Jacques Torres, known as Mr. Chocolate, said he believes rezoning will bring more local vendors, safer streets, and a sense of community to Hudson Square.

Jacques Torres owns six chocolate shops across New York City and said business is booming at his Brooklyn location. However, quite the opposite is true for his storefront across town on Hudson Street.

Torres attributes the success of his Brooklyn shop in DUMBO to the area’s recent rezoning, which brought an influx of new residents. He’s hoping the same will happen in Hudson Square, which is considering a rezoning project that would add more residential housing.

“If you want a neighborhood,” he said, “you have to bring character to the neighborhood. A small bar. Someone who can make bread. People selling books, a small grocery store. All of those things make a neighborhood.”

Torres and other Hudson Square business owners said they would welcome the boost of rezoning. If approved, the pending mixed-use neighborhood proposal could begin as early as next year, said David Gruber, president of Community Board 2.

But, some neighborhood preservationists oppose the change, fearing it would alter the area’s character and put developmental pressure on the adjacent historic South District.
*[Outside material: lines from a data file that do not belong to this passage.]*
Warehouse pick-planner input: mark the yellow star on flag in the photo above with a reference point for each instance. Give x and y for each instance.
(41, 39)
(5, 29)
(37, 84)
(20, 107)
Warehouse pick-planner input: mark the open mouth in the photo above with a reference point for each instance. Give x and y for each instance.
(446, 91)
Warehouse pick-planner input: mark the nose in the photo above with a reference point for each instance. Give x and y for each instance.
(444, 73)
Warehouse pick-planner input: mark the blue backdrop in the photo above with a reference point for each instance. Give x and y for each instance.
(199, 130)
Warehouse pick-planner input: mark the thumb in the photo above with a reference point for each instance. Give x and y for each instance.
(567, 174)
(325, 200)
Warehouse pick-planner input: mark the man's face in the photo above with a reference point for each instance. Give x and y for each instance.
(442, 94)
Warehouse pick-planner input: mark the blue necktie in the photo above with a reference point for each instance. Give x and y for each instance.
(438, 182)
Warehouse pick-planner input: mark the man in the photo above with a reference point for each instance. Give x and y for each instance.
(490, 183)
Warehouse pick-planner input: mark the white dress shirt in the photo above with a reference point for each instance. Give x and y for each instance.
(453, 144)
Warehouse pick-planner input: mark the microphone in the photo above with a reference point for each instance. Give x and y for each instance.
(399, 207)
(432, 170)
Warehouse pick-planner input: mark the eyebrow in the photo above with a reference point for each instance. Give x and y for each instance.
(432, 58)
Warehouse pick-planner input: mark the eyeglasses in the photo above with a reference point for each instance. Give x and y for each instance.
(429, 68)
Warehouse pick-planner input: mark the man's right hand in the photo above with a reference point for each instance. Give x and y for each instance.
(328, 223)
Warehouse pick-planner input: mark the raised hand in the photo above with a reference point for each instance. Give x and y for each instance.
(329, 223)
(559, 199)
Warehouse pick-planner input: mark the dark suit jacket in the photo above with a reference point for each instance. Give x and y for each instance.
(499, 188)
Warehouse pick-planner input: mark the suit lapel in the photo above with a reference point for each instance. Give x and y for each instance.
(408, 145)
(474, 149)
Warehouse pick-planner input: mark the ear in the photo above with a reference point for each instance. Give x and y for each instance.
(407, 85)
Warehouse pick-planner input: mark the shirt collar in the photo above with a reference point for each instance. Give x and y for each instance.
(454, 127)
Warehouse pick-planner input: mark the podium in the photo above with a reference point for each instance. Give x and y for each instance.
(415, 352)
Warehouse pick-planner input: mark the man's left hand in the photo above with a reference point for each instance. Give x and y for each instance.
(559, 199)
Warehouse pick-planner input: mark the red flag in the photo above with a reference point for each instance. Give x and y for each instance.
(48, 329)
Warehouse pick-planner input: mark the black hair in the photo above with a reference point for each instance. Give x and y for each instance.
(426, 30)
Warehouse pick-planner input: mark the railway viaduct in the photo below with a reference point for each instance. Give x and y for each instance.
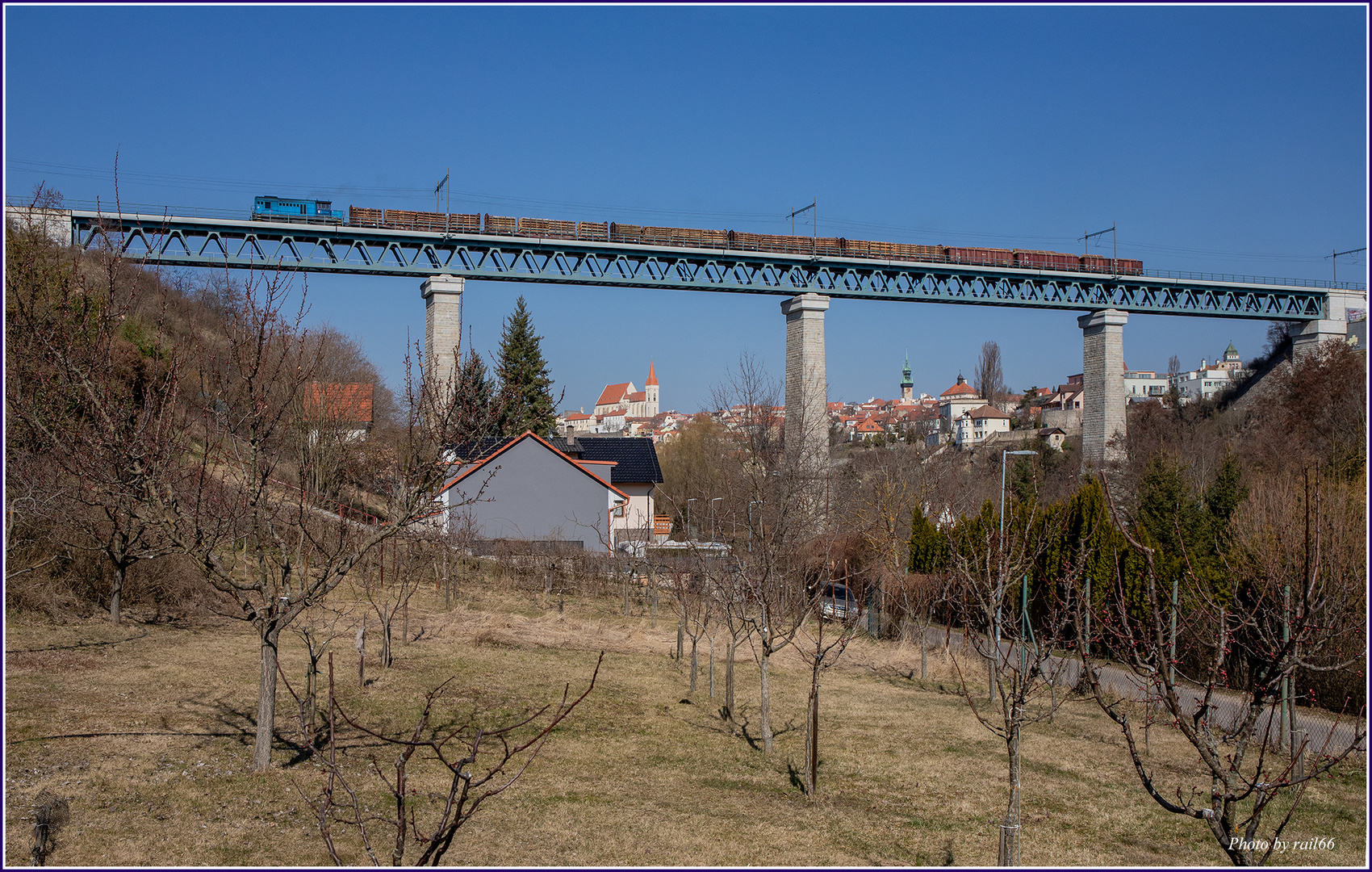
(442, 262)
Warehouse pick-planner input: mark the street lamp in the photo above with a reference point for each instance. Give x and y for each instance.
(1001, 574)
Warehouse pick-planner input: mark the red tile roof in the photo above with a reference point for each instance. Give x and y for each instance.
(339, 401)
(988, 411)
(958, 390)
(613, 393)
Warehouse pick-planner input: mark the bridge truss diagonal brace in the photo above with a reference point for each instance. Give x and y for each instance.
(241, 245)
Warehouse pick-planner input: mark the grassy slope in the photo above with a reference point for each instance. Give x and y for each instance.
(635, 778)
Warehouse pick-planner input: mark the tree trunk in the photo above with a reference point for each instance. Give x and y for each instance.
(1010, 840)
(386, 642)
(729, 684)
(695, 665)
(813, 734)
(115, 591)
(923, 648)
(266, 699)
(766, 706)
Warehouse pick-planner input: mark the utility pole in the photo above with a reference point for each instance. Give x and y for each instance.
(813, 223)
(437, 208)
(1335, 258)
(1113, 235)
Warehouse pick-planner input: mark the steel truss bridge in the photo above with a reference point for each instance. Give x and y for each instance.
(329, 249)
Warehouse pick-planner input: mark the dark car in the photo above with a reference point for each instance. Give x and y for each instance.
(837, 603)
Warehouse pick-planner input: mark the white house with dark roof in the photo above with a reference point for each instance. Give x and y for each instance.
(635, 472)
(954, 403)
(980, 425)
(527, 489)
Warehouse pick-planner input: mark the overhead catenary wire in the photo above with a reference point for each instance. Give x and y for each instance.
(484, 201)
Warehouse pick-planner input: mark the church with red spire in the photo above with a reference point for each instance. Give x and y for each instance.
(629, 401)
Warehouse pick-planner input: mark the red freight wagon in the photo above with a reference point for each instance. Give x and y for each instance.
(597, 231)
(1046, 260)
(991, 257)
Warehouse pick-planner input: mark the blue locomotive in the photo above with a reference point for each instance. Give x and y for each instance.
(307, 212)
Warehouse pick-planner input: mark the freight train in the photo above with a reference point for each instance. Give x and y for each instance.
(321, 212)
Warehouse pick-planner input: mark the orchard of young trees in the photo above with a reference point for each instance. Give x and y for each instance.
(174, 417)
(1213, 584)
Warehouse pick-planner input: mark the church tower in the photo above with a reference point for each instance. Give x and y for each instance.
(650, 392)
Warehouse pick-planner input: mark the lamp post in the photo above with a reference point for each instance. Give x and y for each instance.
(1001, 573)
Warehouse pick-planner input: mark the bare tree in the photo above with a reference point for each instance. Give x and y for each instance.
(92, 386)
(991, 572)
(689, 582)
(476, 765)
(988, 378)
(821, 644)
(317, 628)
(249, 529)
(1286, 607)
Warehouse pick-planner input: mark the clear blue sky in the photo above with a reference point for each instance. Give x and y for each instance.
(1219, 139)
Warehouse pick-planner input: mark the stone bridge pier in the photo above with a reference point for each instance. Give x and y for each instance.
(807, 382)
(1102, 382)
(442, 327)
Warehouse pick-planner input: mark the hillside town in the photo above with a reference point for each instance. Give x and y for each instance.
(960, 417)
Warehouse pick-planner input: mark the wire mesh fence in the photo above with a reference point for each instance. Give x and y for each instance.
(1324, 732)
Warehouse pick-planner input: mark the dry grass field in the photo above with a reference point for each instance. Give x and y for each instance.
(147, 729)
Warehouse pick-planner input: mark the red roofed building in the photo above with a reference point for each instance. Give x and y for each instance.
(980, 425)
(625, 396)
(954, 403)
(343, 407)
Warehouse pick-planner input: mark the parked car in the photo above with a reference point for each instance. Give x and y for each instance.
(837, 603)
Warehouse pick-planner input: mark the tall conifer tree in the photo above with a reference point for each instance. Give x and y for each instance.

“Our very strong position is that the Hudson Square rezoning must not be approved unless it is paired with the preservation of the Historic South Village,” said Andrew Berman, executive director of the Greenwich Village Society for Historic Preservation.
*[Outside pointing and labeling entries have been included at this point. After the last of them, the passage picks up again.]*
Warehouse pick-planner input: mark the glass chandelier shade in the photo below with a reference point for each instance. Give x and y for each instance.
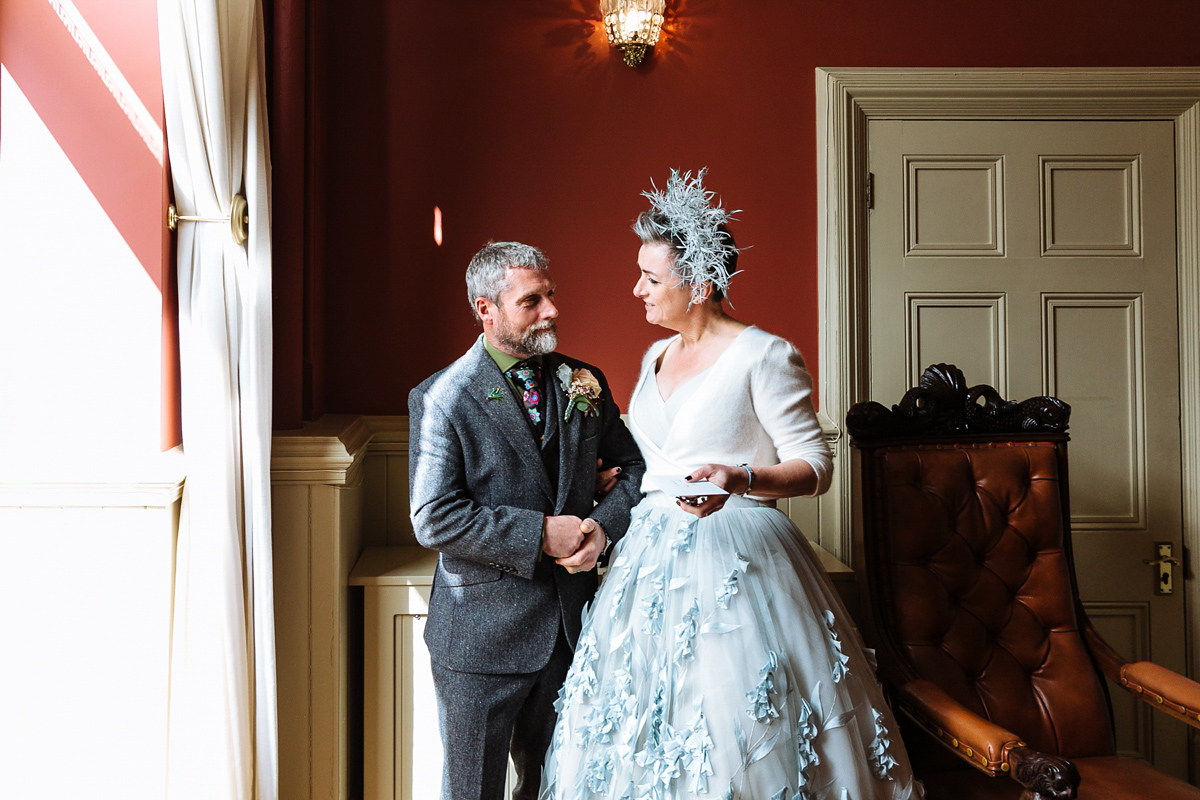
(633, 25)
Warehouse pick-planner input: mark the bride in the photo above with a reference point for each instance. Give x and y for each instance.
(717, 660)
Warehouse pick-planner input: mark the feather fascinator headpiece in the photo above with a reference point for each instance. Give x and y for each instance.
(685, 212)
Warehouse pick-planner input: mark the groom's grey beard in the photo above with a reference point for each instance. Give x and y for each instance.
(535, 340)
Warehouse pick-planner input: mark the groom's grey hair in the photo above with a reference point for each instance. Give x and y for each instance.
(486, 271)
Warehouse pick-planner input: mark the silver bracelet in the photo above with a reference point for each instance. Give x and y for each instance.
(749, 479)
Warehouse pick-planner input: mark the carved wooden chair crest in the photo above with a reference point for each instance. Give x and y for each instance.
(969, 591)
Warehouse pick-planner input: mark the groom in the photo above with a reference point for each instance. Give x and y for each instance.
(503, 452)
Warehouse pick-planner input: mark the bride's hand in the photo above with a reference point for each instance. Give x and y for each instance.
(731, 479)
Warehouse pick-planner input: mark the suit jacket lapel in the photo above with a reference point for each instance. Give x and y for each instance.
(568, 432)
(505, 414)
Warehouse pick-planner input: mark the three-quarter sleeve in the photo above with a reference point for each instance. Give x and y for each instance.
(781, 392)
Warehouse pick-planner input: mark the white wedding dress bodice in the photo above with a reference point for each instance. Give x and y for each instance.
(717, 661)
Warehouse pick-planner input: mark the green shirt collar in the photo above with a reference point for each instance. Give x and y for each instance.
(504, 360)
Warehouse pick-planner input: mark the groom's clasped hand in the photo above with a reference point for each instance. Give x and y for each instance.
(573, 542)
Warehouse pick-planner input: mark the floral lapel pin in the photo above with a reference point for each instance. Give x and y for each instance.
(582, 390)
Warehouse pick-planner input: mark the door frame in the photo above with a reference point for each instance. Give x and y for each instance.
(847, 98)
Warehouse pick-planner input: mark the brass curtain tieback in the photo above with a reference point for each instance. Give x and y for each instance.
(238, 218)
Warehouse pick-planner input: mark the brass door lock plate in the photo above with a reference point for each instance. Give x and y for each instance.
(1165, 564)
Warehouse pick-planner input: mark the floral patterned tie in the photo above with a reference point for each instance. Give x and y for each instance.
(526, 376)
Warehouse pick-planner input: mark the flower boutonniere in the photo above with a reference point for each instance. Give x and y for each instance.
(582, 390)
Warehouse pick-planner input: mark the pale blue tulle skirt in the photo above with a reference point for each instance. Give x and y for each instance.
(718, 661)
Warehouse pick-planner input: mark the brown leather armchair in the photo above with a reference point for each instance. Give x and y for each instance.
(969, 591)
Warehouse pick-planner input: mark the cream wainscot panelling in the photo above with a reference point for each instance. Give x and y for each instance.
(85, 595)
(317, 501)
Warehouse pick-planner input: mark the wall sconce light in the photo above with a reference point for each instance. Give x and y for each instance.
(633, 25)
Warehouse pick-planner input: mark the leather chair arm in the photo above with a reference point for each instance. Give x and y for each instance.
(988, 746)
(1163, 689)
(971, 737)
(1158, 686)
A rezoning recommendation was issued by the Department of City Planning in October 2002. In late August, the department certified property owner Trinity Real to continue their rezoning project. The zoning would affect a 34-block radius bound by the West Side Highway, Morton and Barrow Streets, Sixth Avenue and Hudson Streets, and Canal Street from a manufacturing district to a mixed-use neighborhood.

Torres said he has first-hand knowledge of the effects of rezoning, and believes it can only make the area safer, cleaner, and more community driven.
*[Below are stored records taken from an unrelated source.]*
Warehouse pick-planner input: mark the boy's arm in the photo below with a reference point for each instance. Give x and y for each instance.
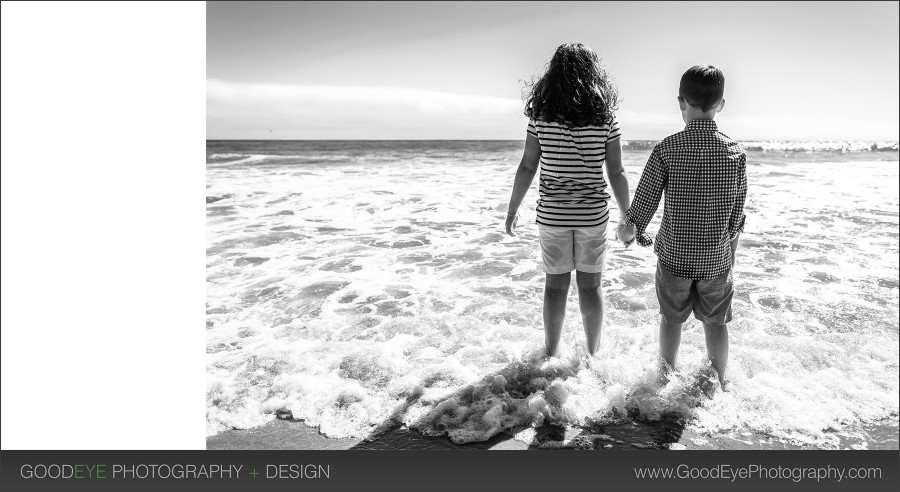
(737, 219)
(524, 176)
(619, 183)
(646, 198)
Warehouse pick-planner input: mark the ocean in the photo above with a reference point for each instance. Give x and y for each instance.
(356, 285)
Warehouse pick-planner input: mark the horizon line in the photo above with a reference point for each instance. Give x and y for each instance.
(512, 140)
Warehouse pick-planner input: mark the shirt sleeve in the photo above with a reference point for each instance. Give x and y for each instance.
(614, 131)
(532, 130)
(646, 197)
(737, 218)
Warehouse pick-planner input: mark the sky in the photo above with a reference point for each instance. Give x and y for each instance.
(456, 70)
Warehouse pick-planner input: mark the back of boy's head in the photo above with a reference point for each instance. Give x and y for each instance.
(702, 86)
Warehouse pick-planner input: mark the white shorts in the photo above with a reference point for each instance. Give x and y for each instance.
(580, 248)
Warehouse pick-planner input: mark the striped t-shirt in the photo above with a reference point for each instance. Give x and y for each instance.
(572, 188)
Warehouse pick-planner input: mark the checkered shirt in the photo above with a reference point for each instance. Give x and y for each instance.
(704, 176)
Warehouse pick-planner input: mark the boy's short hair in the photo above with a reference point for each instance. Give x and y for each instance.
(702, 86)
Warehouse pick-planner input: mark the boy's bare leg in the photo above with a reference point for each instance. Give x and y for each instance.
(590, 299)
(669, 341)
(556, 291)
(717, 348)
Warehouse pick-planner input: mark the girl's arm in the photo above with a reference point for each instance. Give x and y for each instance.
(524, 176)
(619, 183)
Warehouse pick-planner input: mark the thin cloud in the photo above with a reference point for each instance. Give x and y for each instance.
(236, 110)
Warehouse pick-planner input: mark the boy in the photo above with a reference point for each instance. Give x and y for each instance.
(704, 176)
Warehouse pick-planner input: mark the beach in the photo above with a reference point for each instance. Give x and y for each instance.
(366, 288)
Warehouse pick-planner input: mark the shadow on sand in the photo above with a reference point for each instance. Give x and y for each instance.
(511, 389)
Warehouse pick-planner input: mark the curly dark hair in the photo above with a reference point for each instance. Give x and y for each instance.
(574, 89)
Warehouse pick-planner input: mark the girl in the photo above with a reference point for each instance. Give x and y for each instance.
(572, 132)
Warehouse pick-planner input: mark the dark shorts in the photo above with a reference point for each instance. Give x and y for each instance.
(709, 299)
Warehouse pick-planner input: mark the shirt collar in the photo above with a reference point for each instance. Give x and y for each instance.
(702, 125)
“We have locals and tourists in the DUMBO store,” Torres said. “People are concerned about the character of the Hudson Square neighborhood and I’m telling you DUMBO is still DUMBO.”

Currently, only four percent of the area is designated as residential, according to Lloyd Kaplan, chairman of the law firm that represents Trinity. But, Kaplan said the proposed rezoning allots 25 percent of Hudson Square’s total square footage to be residential.

“It’s a significant gain, but hardly an overwhelming one,” Kaplan said. “It seems like the right kind of balance that would produce around the clock 24/7 activity that supports retail development that are so important to the future of any area.”

Local businesses like upscale furniture showroom George Smith already have a strong cliental, according to director of design Peter Howlett. He said rezoning will only enhance business.

He’s not shocked about the move towards residential buildings, as he believes change is a natural progression in New York City.

“There’s more of a premium in apartments than in the businesses that were here before,” Howlett said. “It’s just the evolution of the city and it happens all the time.”

Torres said he thinks Trinity has listened to the community and proposed a fair plan. While it may need some tinkering, he said it is something that can be worked out once the rezoning is approved.

However, community members like Berman disagree. Berman is a well-known preservation Crusader who said he believes if the current rezoning package is approved, it will put too much developmental pressure on the adjacent South District.

”They come too close to allowing the mistakes that have already happened like the Trump SoHo building,” Berman said.

Gruber said in the board’s recommendation due at the end of October to borough president Scott Stringer, they will urge the South Village’s landmarking to be packaged with Hudson Square rezoning.

“It’s a cat and mouse game,” Gruber said. “We have to save it from getting knocked down because if it lags too much behind, we’ll lose a lot of buildings.”

Some people like Nicholas Balint, manager of the Hudson Square Pharmacy, think it’s inevitable that big-named stores will be next to historic buildings.

“You’re gong to get a Jamba Juice and a J. Crew next to 200-year-old buildings,” he said.

Balint and Torres both referred to Hudson Square as a “ghost town” at nights and on the weekends and are hopeful the rezoning will bring new life to their businesses.

But, putting his business thoughts aside, Torres still said he believes rezoning is the best thing for the area.

“How can this neighborhood live like this?” he asked. “We need people to come to this neighborhood to make it alive.”

[Published in Manhattan Media’s Our Town Downtown on November 14, 2012.]